I know that nvidia-smi -l 1
will give the GPU usage every one second (similarly to the following). However, I would appreciate an explanation on what Volatile GPU-Util
really means. Is that the number of used SMs over total SMs, or the occupancy, or something else?
+-----------------------------------------------------------------------------+
| NVIDIA-SMI 367.48 Driver Version: 367.48 |
|-------------------------------+----------------------+----------------------+
| GPU Name Persistence-M| Bus-Id Disp.A | Volatile Uncorr. ECC |
| Fan Temp Perf Pwr:Usage/Cap| Memory-Usage | GPU-Util Compute M. |
|===============================+======================+======================|
| 0 Tesla K20c Off | 0000:03:00.0 Off | 0 |
| 30% 41C P0 53W / 225W | 0MiB / 4742MiB | 96% Default |
+-------------------------------+----------------------+----------------------+
| 1 Tesla K20c Off | 0000:43:00.0 Off | 0 |
| 36% 49C P0 95W / 225W | 4516MiB / 4742MiB | 63% Default |
+-------------------------------+----------------------+----------------------+
+-----------------------------------------------------------------------------+
| Processes: GPU Memory |
| GPU PID Type Process name Usage |
|=============================================================================|
| 1 5193 C python 4514MiB |
+-----------------------------------------------------------------------------+
It is a sampled measurement over a time period. For a given time period, it reports what percentage of time one or more GPU kernel(s) was active (i.e. running).

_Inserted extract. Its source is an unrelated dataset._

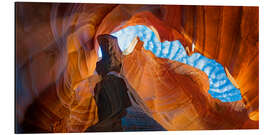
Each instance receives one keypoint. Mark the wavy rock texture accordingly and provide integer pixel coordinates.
(56, 54)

It doesn't tell you anything about how many SMs were used, or how "busy" the code was, or what it was doing exactly, or in what way it may have been using memory.
The above claim(s) can be verified without too much difficulty using a microbenchmarking-type exercise (see below).
Based on the Nvidia docs, The sample period may be between 1 second and 1/6 second depending on the product. However, the period shouldn't make much difference on how you interpret the result.
Also, the word "Volatile" does not pertain to this data item in nvidia-smi
. You are misreading the output format.
Here's a trivial code that supports my claim:
#include <stdio.h>
#include <unistd.h>
#include <stdlib.h>
const long long tdelay=1000000LL;
const int loops = 10000;
const int hdelay = 1;
__global__ void dkern(){
long long start = clock64();
while(clock64() < start+tdelay);
}
int main(int argc, char *argv[]){
int my_delay = hdelay;
if (argc > 1) my_delay = atoi(argv[1]);
for (int i = 0; i<loops; i++){
dkern<<<1,1>>>();
usleep(my_delay);}
return 0;
}
On my system, when I run the above code with a command line parameter of 100, nvidia-smi will report 99% utilization. When I run with a command line parameter of 1000, nvidia-smi will report ~83% utilization. When I run it with a command line parameter of 10000, nvidia-smi will report ~9% utilization.